Selbstverständlich haben wir zu Testzwecken beide Maschinen auch in leichtem Gelände bewegt. Hier spielt die CRF 1000 L auf: Um Welten stabiler führt das große Vorderrad, knickt lange nicht so leicht ein wie der 19-Zöller der GS. Die längeren Federwege, besonders aber die weiche Abstimmung beruhigen enorm, zudem schlägt Kette hier Kardan. Die Africa Twin fühlt sich einfach mehr nach Enduro an. Was nicht heißen würde, dass eine Rallye hier nicht ebenfalls eine gute Figur machte, die Schotterqualitäten der GS sind ja hinreichend bekannt: Durchzugsstärke, tiefer Schwerpunkt, hervorragende Ba­lance. Vor allem aber greift (neben dem mit extremen Reserven versehenen Sportfahrwerk) das Elektronikpaket dem BMW-Treiber kräftig unter die Arme: Das ABS arbeitet im Enduromodus unverschämt exakt, die Traktionskontrolle lässt Wheelspin zu, aber nicht zu viel, das ESA öffnet die Dämpfung weit, die Federvorspannung geht hinten automatisch nach oben. All das addiert sich zusammen mit der sehr guten Offroad-Ergonomie (höherer, breiterer Lenker) zu einem wirklich fähigen Paket. Aber die einfache Tatsache bleibt die: Die GS ist mehr auf Asphalt zu Hause, ihre Masse kann nicht nur unerfahrene Geländesportler einschüchtern. Und noch etwas macht Angst: ihr Kaufpreis. Zur Basis von 15 740 Euro zuzüglich Nebenkosten addieren sich an ­unserem Testmotorrad die eingangs aufgelisteten Goodies (ESA ist unbedingt empfehlenswert, vieles vom Rest Geschmackssache) im Wert von fast 7000 Euro zu ­einem Gesamtwert von, ganz tief durchatmen, 22506 Euro.

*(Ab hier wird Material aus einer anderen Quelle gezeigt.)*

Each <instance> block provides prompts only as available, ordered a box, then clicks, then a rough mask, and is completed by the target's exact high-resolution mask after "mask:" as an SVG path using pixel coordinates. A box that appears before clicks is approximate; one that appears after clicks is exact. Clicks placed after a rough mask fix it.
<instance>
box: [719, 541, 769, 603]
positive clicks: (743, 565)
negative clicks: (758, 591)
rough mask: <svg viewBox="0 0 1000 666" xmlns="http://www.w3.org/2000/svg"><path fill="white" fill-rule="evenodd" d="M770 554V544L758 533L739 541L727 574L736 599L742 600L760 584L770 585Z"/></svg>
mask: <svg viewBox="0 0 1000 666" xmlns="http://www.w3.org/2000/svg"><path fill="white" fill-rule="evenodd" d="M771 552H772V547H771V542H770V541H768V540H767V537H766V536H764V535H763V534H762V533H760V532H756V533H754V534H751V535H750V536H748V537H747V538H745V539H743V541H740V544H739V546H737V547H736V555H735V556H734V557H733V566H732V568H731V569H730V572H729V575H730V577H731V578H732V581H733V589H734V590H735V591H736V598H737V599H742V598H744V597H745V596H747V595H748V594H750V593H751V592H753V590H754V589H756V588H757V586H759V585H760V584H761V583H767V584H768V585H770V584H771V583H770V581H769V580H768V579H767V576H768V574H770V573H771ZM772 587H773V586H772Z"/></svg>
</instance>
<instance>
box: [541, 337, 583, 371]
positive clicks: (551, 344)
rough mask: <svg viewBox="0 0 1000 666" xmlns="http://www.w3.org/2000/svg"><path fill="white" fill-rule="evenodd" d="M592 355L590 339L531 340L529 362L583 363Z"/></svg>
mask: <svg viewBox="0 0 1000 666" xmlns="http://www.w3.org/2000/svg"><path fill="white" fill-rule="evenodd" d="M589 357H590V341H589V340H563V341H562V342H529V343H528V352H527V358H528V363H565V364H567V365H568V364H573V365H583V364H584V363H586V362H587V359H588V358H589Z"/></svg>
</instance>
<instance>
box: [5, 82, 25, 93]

Die leicht aufspezifizierte CRF 1000 L kostet rund 9000 Euro weniger, was mal eben einer in diesem Heft getesteten Kawasaki Z 900 entspricht.

MOTORRAD-Fazit

Nach klassischem Test-Maßstab ist die Rallye-GS klar überlegen, bietet von allem mehr: Power, Fahrwerk, Elektronik, Ausstattung. Aber auch mehr Gewicht und mehr Finanznöte. Ob es das offroadlastige Sportfahrwerk für das Gros der Fahrer braucht, sei dahingestellt. Die GS ist auch 2017 wieder DAS Allzwecktool. Die Africa Twin ist weniger auf Punktewertung hin konstruiert, und man muss Honda dafür danken. Weniger Power, weniger Gewicht und weniger, was kaputtgehen kann. Dafür viel ausgewogene Harmonie und mehr Offroad.